# Exercice 18 - Streaming Spark Avance

## Objectifs
- Comprendre les watermarks et le traitement tardif
- Maitriser les differents modes de trigger
- Implementer des jointures en streaming
- Gerer les checkpoints pour la tolerance aux pannes

---

## 1. Concepts avances du streaming

```
+------------------------------------------------------------------+
|                  STREAMING SPARK AVANCE                          |
+------------------------------------------------------------------+
|                                                                  |
|  WATERMARK : Gestion des donnees tardives                        |
|  +---------------------------------------------------------+    |
|  |                                                         |    |
|  |  Temps reel    Watermark         Donnees acceptees      |    |
|  |      |            |                    |                |    |
|  |   12:05        12:00               >= 12:00             |    |
|  |      |<-- 5min -->|                                     |    |
|  |                                                         |    |
|  |  Si delai = 5 min, les donnees avec timestamp < 12:00   |    |
|  |  seront ignorees (arrivees trop tard)                   |    |
|  +---------------------------------------------------------+    |
|                                                                  |
|  TRIGGERS : Frequence de traitement                              |
|  +---------------------------------------------------------+    |
|  |  - processingTime("10 seconds") : toutes les 10 sec     |    |
|  |  - once()                       : une seule fois        |    |
|  |  - continuous("1 second")       : latence minimale      |    |
|  |  - availableNow()               : traite tout dispo     |    |
|  +---------------------------------------------------------+    |
|                                                                  |
|  CHECKPOINTS : Tolerance aux pannes                              |
|  +---------------------------------------------------------+    |
|  |  Sauvegarde :                                           |    |
|  |  - Offsets Kafka traites                                |    |
|  |  - Etat des aggregations                                |    |
|  |  - Metadata du stream                                   |    |
|  +---------------------------------------------------------+    |
|                                                                  |
+------------------------------------------------------------------+
```

## 2. Configuration

In [1]:
import os
import time
from pyspark.sql import SparkSession
from pyspark.sql.functions import (
    col, from_json, to_timestamp, window, expr,
    count, sum as spark_sum, avg, max as spark_max, min as spark_min,
    current_timestamp, lit, struct, to_json
)
from pyspark.sql.types import (
    StructType, StructField, StringType, IntegerType,
    DoubleType, ArrayType, TimestampType
)

# --- CONFIGURATION COMPLETE (KAFKA + S3) ---
SPARK_VER = os.environ.get("SPARK_VER", "3.5.0")
SCALA_SUFFIX = os.environ.get("SCALA_SUFFIX", "2.13")
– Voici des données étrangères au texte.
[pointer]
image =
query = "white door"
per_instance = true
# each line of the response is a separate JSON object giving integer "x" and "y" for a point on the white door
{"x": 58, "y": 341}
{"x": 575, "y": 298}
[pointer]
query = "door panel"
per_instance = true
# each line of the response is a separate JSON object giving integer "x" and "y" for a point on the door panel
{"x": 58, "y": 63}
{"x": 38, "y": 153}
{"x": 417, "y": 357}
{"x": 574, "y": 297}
# 1. Le paquet Kafka (Dynamique)
kafka_package = f"org.apache.spark:spark-sql-kafka-0-10_{SCALA_SUFFIX}:{SPARK_VER}"

# 2. Les paquets S3/MinIO (Indispensables pour s3a://)
s3_packages = "org.apache.hadoop:hadoop-aws:3.4.1,com.amazonaws:aws-java-sdk-bundle:1.12.262"

# 3. On combine le tout
all_packages = f"{kafka_package},{s3_packages}"
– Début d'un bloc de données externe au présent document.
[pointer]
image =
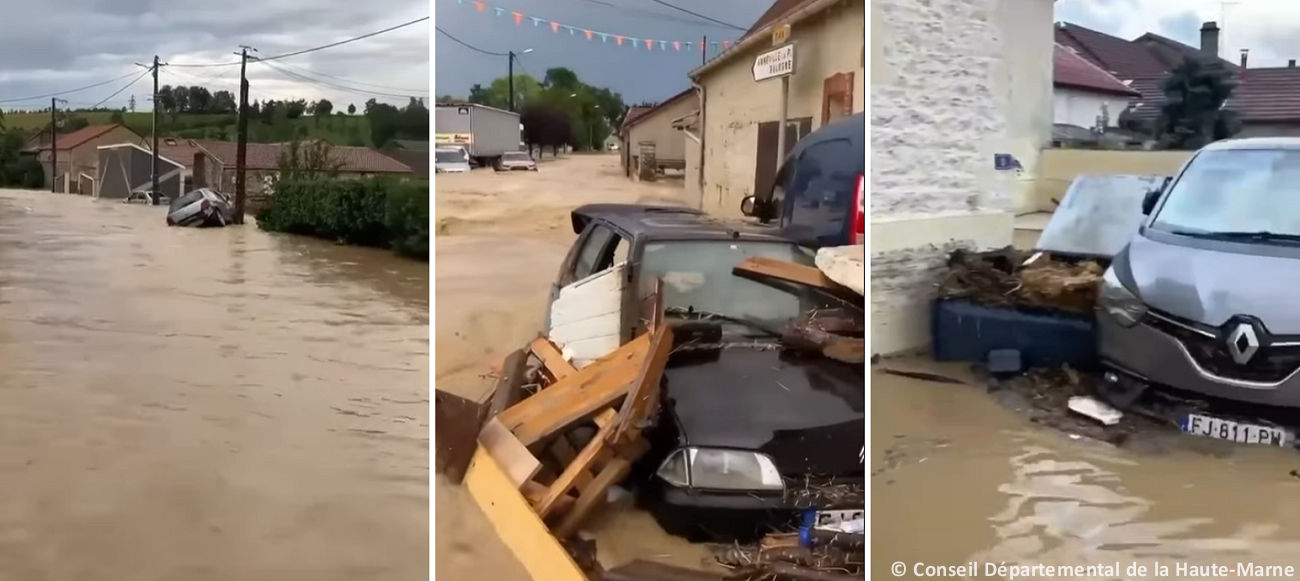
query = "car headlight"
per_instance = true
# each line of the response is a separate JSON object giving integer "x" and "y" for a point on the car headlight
{"x": 720, "y": 469}
{"x": 1119, "y": 303}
print(f"Chargement des librairies : {all_packages}")

spark = SparkSession.builder \
    .appName("StreamingAvance") \
    .config("spark.jars.packages", all_packages) \
    .config("spark.hadoop.fs.s3a.endpoint", "http://minio:9000") \
    .config("spark.hadoop.fs.s3a.access.key", "minioadmin") \
    .config("spark.hadoop.fs.s3a.secret.key", "minioadmin123") \
    .config("spark.hadoop.fs.s3a.path.style.access", "true") \
    .config("spark.hadoop.fs.s3a.impl", "org.apache.hadoop.fs.s3a.S3AFileSystem") \
    .config("spark.sql.streaming.checkpointLocation", "/tmp/checkpoints") \
    .getOrCreate()

spark.sparkContext.setLogLevel("WARN")

KAFKA_BROKER = "broker:29092"
CHECKPOINT_PATH = "s3a://bronze/checkpoints"

print(f"Session prête (Kafka + S3 supportés)")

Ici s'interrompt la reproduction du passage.